How Many Weeks Are There In A Year?

logo by Editorial Staff | Updated on August 2nd, 2022

How many weeks are there in a year? A year consists of 52 weeks plus one day.

A calendar year consists of 365 days split into seven-day weeks. To find out how many weeks there are in a year, divide the number of days in a year (365) by the number of days in a week (7).

white calendar on white textile

The outcome will be the average number of weeks in a year, 52.143, or 52 weeks plus one day.

A leap year* occurs every four years, adding one additional day to the calendar (pity those 17-year-olds born on February 29th, 2000, who have only had 4 true birthdays). In this scenario, 366 divided by 7 yields 52.2857, indicating that it is still just 52 weeks.
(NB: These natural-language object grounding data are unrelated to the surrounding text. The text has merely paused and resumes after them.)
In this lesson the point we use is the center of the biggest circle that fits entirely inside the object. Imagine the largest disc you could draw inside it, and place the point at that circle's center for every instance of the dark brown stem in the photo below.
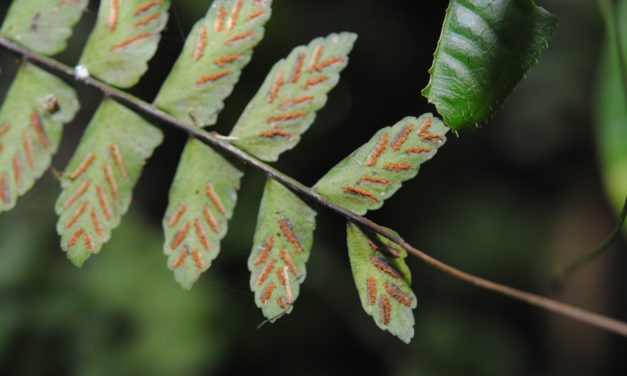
(591, 318)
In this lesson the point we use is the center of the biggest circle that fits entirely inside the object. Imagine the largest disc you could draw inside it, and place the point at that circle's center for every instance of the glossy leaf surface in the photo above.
(31, 125)
(485, 49)
(286, 104)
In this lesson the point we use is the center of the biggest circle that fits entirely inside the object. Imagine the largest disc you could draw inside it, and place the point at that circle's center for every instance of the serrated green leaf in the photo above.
(485, 49)
(31, 124)
(611, 114)
(44, 29)
(286, 104)
(375, 171)
(282, 244)
(219, 46)
(201, 202)
(124, 39)
(383, 281)
(98, 182)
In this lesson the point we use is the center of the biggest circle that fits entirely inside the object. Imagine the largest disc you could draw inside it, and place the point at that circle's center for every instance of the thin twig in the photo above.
(568, 271)
(614, 36)
(573, 312)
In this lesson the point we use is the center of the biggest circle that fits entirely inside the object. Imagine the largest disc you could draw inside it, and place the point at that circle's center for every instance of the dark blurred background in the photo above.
(511, 202)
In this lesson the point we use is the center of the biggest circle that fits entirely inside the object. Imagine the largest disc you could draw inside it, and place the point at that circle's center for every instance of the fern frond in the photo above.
(281, 247)
(383, 281)
(31, 124)
(375, 171)
(44, 29)
(201, 202)
(286, 104)
(219, 46)
(98, 182)
(124, 38)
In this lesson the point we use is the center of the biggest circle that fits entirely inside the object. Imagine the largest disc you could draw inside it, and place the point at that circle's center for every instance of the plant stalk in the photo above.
(594, 319)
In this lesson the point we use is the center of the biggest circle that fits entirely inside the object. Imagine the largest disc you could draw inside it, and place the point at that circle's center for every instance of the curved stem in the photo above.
(307, 193)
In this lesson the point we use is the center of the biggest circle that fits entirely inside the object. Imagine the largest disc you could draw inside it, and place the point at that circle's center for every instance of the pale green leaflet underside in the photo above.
(283, 240)
(98, 181)
(201, 202)
(375, 171)
(286, 104)
(31, 124)
(219, 46)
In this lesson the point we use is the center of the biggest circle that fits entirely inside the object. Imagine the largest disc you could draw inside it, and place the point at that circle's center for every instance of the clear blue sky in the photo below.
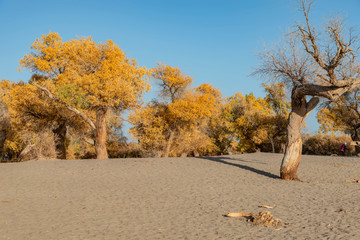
(214, 41)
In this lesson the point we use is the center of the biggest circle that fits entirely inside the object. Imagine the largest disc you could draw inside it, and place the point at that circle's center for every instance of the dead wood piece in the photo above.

This is all based on the Gregorian calendar, which was adopted in 1582 and cycles every 400 years. If you want to take it a step further and calculate the average number of weeks in a year over the whole Gregorian calendar, you’ll discover that a year is 365.2425 days. When divided by 7, the result is 52.1775 weeks.

If we wish to go more particular, we may say:

  • 1 year is 52 weeks plus weekends
  • 1 year equals 12 months
  • 1 year equals 0.1 decades
  • 1 year equals 8.760 hours
  • 1 year equals 525.600 minutes

Yearly summary

Year typeNumber of daysNumber of weeks
Common year36552.1428571
Gregorian (average)365.242552.1775
Leap year36652.2857143

Table of weeks in a year

202252 weeks and 1 day365
202352 weeks and 1 day365
202452 weeks and 2 days366yes
202552 weeks and 1 day365

The “52 weeks” criterion is broken if you use a sophisticated academic journal or office wall planner; occasionally, they number the weeks depending on their running from Sunday to Saturday or Monday to Sunday, splitting up the first and last weeks of the year to match this mold. 
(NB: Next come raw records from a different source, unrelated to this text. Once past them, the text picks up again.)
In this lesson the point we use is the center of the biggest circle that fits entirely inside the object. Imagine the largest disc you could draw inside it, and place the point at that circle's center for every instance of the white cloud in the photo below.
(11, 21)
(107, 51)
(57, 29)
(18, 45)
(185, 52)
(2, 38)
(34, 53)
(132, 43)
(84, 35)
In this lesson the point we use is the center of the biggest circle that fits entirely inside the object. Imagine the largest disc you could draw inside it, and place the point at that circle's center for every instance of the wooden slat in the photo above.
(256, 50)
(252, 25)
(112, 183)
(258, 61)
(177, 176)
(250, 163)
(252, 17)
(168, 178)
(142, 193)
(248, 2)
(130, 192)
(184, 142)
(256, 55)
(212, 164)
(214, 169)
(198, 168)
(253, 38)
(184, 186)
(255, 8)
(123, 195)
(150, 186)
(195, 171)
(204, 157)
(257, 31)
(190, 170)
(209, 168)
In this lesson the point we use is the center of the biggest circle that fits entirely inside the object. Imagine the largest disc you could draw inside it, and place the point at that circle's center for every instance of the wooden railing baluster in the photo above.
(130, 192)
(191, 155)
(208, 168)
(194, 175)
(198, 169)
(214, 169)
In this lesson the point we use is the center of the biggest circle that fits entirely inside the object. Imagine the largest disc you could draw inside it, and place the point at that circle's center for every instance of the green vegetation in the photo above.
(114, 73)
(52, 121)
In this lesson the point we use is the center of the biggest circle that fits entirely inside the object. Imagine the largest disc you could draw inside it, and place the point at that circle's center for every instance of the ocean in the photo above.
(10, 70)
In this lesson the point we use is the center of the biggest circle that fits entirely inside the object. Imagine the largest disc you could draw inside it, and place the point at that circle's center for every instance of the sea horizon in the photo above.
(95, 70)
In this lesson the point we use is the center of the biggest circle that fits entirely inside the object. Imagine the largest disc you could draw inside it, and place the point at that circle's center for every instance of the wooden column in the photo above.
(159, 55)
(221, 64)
Although there are only 52 weeks in a year and time does not miraculously slow down, the way a calendar like that counts pieces at the beginning and end of the year might mean that the weeks are numbered as high as 54.

Leap years arise to fix a little omission in our annual calendars. A full solar orbit takes Earth 365 days and 5 hours, 48 minutes. To compensate for the extra time, we add an extra day to the calendar every four years to preserve accuracy (otherwise, we would be out by 24 more days every century).

The week’s timeline

The traditional 7-day week dates back to antiquity, even before the Bible’s creation myth, in which the Big Guy in the Sky rested on the seventh day.
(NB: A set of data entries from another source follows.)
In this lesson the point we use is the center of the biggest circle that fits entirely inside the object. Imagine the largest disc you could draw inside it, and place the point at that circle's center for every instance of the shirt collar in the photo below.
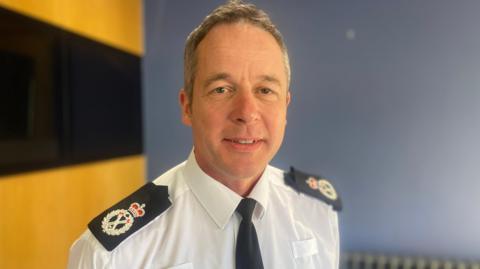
(218, 200)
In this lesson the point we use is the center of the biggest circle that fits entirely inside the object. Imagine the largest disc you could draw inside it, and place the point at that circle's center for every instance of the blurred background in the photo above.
(385, 103)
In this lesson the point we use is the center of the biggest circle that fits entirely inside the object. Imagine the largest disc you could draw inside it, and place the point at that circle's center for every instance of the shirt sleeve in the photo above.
(87, 252)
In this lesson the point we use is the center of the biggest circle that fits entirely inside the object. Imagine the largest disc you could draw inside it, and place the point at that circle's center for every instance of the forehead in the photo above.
(240, 45)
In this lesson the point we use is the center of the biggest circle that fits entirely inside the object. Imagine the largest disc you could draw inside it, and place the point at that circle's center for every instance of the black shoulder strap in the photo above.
(132, 213)
(315, 186)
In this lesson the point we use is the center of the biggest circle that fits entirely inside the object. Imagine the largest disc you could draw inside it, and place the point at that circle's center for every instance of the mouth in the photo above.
(244, 144)
(243, 141)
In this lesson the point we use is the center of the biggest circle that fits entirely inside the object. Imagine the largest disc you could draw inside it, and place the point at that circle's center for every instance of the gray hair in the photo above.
(231, 12)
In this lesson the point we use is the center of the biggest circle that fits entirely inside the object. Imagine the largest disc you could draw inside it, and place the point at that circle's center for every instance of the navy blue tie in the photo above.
(248, 254)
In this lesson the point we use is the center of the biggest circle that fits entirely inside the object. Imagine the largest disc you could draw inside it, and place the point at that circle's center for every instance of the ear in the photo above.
(185, 107)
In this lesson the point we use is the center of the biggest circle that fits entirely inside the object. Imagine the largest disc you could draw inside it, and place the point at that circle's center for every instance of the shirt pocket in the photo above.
(305, 253)
(304, 248)
(187, 265)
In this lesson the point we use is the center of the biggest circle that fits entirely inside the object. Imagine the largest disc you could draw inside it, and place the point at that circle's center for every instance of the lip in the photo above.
(244, 144)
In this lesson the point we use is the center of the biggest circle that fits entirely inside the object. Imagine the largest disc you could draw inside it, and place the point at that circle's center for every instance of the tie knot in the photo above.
(245, 208)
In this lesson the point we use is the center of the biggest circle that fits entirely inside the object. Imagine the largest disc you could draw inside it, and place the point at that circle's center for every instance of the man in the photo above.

This remained until Julius Caesar introduced a Julian calendar in Rome. The Julian calendar was based on a solar year, meaning that the sun’s motions determined days, weeks, and months.

Until 1582, the Julian calendar controlled Europe and its colonies. That was the start of Europe’s use of the Gregorian calendar, which is likewise based on the solar year.

The Gregorian calendar, also a solar calendar, is still used in the West today. Parts of Eastern Europe continue to utilize the Julian calendar, such as Orthodox and Oriental Orthodox churches.

Many countries, including China, Korea, Japan, and Vietnam, employ a lunar calendar based on the waxing and waning of the moon.